No. It’s a dangerous thing to write a review assuming another demographic’s point of view. As I said before, your reaction to a movie is formed by everything you have experienced in your lifetime. Saying, “It’s good enough for kids,” is lazy film criticism and dishonest.
Moreover, I never understood the belief that movies aimed at kids should be held to a lower standard. If anything, they should be held to a higher standard. Kids aren’t stupid. They can be engaged by material that is more than a string of fart jokes. Yes, I know most children will laugh uproariously at a cavalcade of fart jokes, but most children would want to eat at McDonald’s every day. I don’t understand why parents would feed their children to a steady diet of cinematic junk food. Well, I guess bad movies won’t make their kids fat, and maybe children hit a point when they recognize not all computer animated films are as good as Pixar’s and begin to wonder why.
11. Do you have any memories when you were an active film critic? (meeting an actor or contacted by one, riffing a bad movie at its showing, etc.)
Too many to go into. I used to enjoy the interviews with actors and directors. Pierce Brosnan once wished me a happy birthday, so that was a thrill for me.
When I reviewed a dismal serial killer movie called Suspect Zero I wrote something along the lines of it had the smell of a movie whose director superimposed his own ideas on the script until the story became obliterated by his ego. A few weeks later I got an email from the screenwriter, Zak Penn, who said, “You’re my new best friend,” and then detailed how the director ruined his script. The original script did sound much better.
My most famous interaction with a filmmaker was the hate letter Michael Bay sent after my review of Transformers (which I gave two stars. I wonder how he would have reacted if I had given it one star). To my delight, Roger Ebert came to my defense in his Movie Answer Man column. You can read it here.
12. What are some of your favorite and least favorite movies?
On Her Majesty’s Secret Service is my favorite movie. As I said, I’m a Bond fan. And, yes, that is the one with George Lazenby.
Other favorites are It’s a Wonderful Life, Gregory’s Girl, Heaven Can Wait (1978, the one with Warren Beatty), Monty Python and the Holy Grail, Citizen Kane, Bringing Up Baby, The Incredibles, The Spy Who Loved Me, American Graffiti, Star Wars, Harold and Maude, Lawrence of Arabia, The Godfather, Jaws, The Bad News Bears, Buster Keaton’s’ The General, Sunrise, Groundhog Day, A Matter of Life and Death/Stairway to Heaven, Spider-Man 2, Pinocchio, Aladdin, Top Hat, Babe, Rashomon, From Russia With Love, A Little Romance, Rushmore. I could go on and on.

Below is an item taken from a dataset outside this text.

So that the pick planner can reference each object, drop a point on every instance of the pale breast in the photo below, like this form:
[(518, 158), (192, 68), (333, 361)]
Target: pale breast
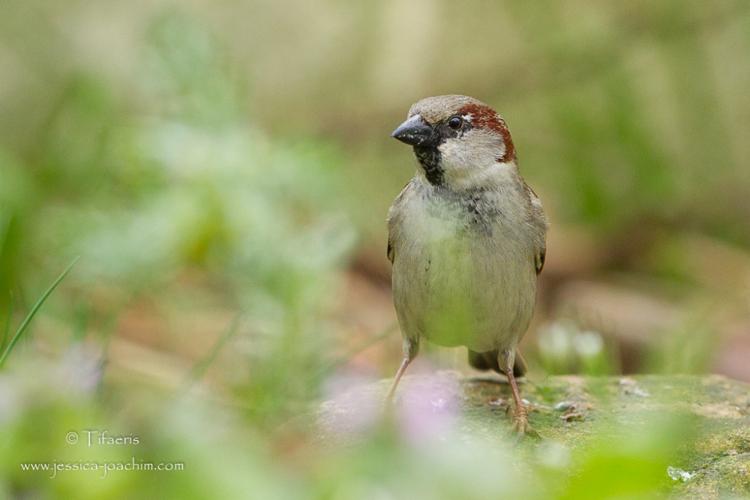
[(463, 272)]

Least favorite movies? I’ll narrow it down to one. It’s a Michael Bay movie, Bad Boys II. Not only is the story ludicrous – in the final act, two Miami cops invade Cuba – but I count it as the worst film I ever reviewed because it is so hateful, misanthropic, misogynistic, sadistic and sickening. At one point Martin Lawrence gropes a well-endowed woman’s corpse. The movie is mean-spirited to the core.